Em seu artigo, In Defense of Black Box, Elizabeth Holm afirma que pesquisadores em AI focam menos em defender sistemas black box e mais em tentar entender como tais sistemas tomam decisões. E isso é explicado, pois o objetivo dos cientistas e a responsabilidade dos engenheiros é não apenas prever o que vai acontecer, mas também entender o que se ocorre. Em uma pesquisa informal dos colegas em ciências físicas e engenharia da autora, a maior razão para não se usar deep learning é não saber como interpretar seus resultados. Órgãos governamentais também estão preocupados em garantir informação sobre a lógica envolvida na tomada de decisões automatizadas. Mas, segundo a autora, essa rejeição aos métodos black box pode ser apressada. Assim como aceitamos conclusões humanas sem entender completamente suas origens, a autora afirma que é razoável considerar casos adequados para aceitar e aplicar sistemas black box. O primeiro caso levantado é quando o custo do erro é baixo em relação ao custo do acerto. Por exemplo, na publicidade segmentada, onde o custo de enviar um anúncio não desejado é muito baixo em relação ao benefício de um anúncio bem sucedido. O segundo caso onde black box deveria ser utilizado, é quando o sistema produz melhores resultados. Por exemplo, no campo de leitura de imagens médicas. Sistemas de IA treinados melhoram o performance de radiologias detectarem câncer. Embora o custo de um falso positivo, ou pior, um falso negativo ser alto, ainda assim, é a melhor solução disponível. A autora ressalta que esses argumentos não devem ser interpretados como uma licença para aplicar livremente o black box. Presume-se que o black box seja operado por um usuário capaz de computar custos e definir os melhores resultados inequivocadamente e que, ambos os casos, podem conter armadilhas, como vieses e aberturas para serem enganados. O terceiro e último caso, é sobre o uso do black box como ferramenta de inspiração e orientação em pesquisas. Por exemplo, o artigo cita um sistema para diagnosticar retinopatia diabética que identificou características associadas com a retina que ninguém havia notado antes, como por exemplo gênero. Isso abriu um campo de pesquisa de diferenças de retinas humanas baseado em gênero. Holm afirma que não podemos usar black box para encontrar causalidade ou entendimento por enquanto, mas enquanto isso vale aceitar o black box dentro do que a abordagem se propõe.
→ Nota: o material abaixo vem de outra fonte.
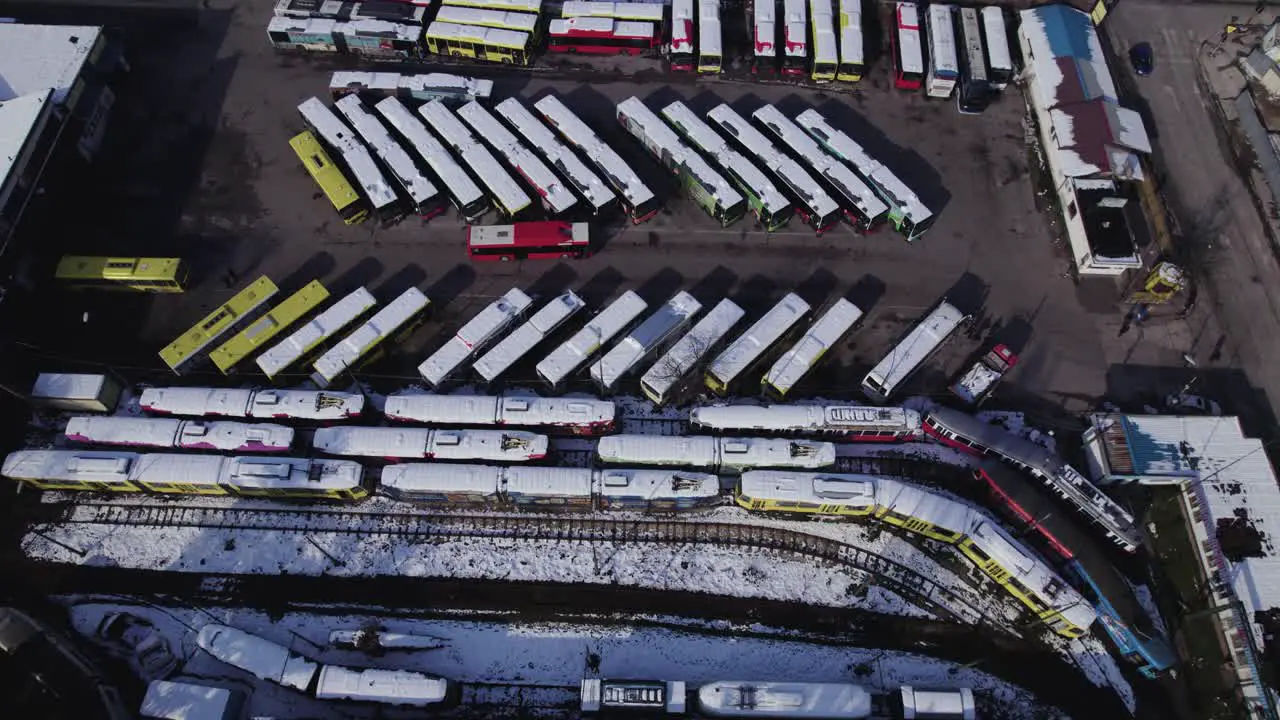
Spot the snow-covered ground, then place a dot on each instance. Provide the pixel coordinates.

Ambos os artigos mostram que a IA tem se tornado onipresente tanto na indústria quanto na pesquisa. Enquanto Castelvecchi destaca diversos riscos no uso de IA black box, Holm evidencia casos que podem ser beneficiados por tais sistemas. Porém, vemos a preocupação dos autores em relação às armadilhas ocultas e possíveis danos que podem ser causados quando aplicamos black box, nos alertando que tais ferramentas devem ser utilizadas com cautela. E, apesar de Castelvecchi nos mostrar diversos problemas, ele cita que cientistas devem abraçar o deep learning, o que vem na mesma direção das afirmações de Holm. Há um entendimento que pesquisas devem ser feitas para tornar o aprendizado de máquina mais inteligente e robusto. Holm lembra que aceitar black box pode contribuir substancialmente para produzir ciência, tecnologia, engenharia, matemática, otimização e em inspirações, e, reforçada por Castelvecchi vemos que os esforços para criar IA transparente devem ser complementares e não substituições ao black box.
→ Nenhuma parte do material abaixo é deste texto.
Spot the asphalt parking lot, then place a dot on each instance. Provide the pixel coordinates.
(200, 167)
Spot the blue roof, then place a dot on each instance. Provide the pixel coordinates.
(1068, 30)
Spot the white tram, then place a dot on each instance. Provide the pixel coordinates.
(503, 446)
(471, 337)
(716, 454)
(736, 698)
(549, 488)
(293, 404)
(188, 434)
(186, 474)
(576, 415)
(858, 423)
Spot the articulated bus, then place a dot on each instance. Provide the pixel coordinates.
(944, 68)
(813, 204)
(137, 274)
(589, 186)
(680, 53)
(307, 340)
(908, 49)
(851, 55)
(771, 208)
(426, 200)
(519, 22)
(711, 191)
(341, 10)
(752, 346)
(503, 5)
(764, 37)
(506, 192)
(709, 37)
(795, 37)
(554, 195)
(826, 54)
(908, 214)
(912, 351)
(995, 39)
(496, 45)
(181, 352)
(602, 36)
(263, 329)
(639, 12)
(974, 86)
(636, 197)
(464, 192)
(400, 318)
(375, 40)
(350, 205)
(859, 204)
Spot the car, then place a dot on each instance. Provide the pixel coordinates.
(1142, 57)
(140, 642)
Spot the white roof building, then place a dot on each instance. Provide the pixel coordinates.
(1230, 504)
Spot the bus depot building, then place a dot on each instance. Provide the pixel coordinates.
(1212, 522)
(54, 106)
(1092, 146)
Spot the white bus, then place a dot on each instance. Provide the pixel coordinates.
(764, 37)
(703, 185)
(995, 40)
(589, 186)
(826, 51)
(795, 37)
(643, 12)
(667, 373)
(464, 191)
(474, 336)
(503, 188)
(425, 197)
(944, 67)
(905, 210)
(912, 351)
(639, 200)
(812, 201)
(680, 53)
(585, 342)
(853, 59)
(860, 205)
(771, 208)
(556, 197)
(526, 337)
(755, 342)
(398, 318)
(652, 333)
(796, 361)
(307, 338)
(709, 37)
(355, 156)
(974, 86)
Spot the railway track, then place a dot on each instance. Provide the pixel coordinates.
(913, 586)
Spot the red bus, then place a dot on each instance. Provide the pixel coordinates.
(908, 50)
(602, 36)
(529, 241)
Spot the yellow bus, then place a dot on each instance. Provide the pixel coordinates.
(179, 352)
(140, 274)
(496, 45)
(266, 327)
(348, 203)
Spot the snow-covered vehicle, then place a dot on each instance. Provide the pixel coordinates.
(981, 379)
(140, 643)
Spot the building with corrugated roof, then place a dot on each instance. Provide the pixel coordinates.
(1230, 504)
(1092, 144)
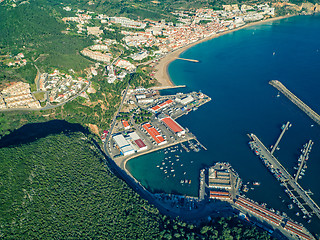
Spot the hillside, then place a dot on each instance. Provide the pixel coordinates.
(58, 187)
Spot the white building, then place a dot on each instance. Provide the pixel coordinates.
(125, 147)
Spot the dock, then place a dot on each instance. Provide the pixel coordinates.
(285, 178)
(304, 157)
(168, 87)
(189, 60)
(293, 98)
(200, 144)
(285, 128)
(202, 187)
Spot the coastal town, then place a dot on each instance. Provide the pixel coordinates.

Acredito que qualquer sistema de tomada de decisão deve ser usado com cautela e responsabilidade. Devemos conhecer suas limitações e armadilhas para operá-los com segurança e não prejudicar alguém ou um grupo de pessoas. Esforços para tornar a IA transparente e com ótimos resultados como os obtidos com deep learning são válidos, mas, enquanto isso, nós devemos ter mais clareza de quando uma IA deve ser interpretável ou não. Assim, pesquisadores poderão ter mais tempo para investigar problemas que pedem mais atenção, principalmente os presentes em sistemas implantados que já afetam a vida da população. E legisladores não criarão obstáculos desnecessários à tecnologia. Deste modo, continuaremos aproveitando tanto sistemas black box quanto sistemas transparentes, que podem melhorar cada vez mais a vida de todos cidadãos.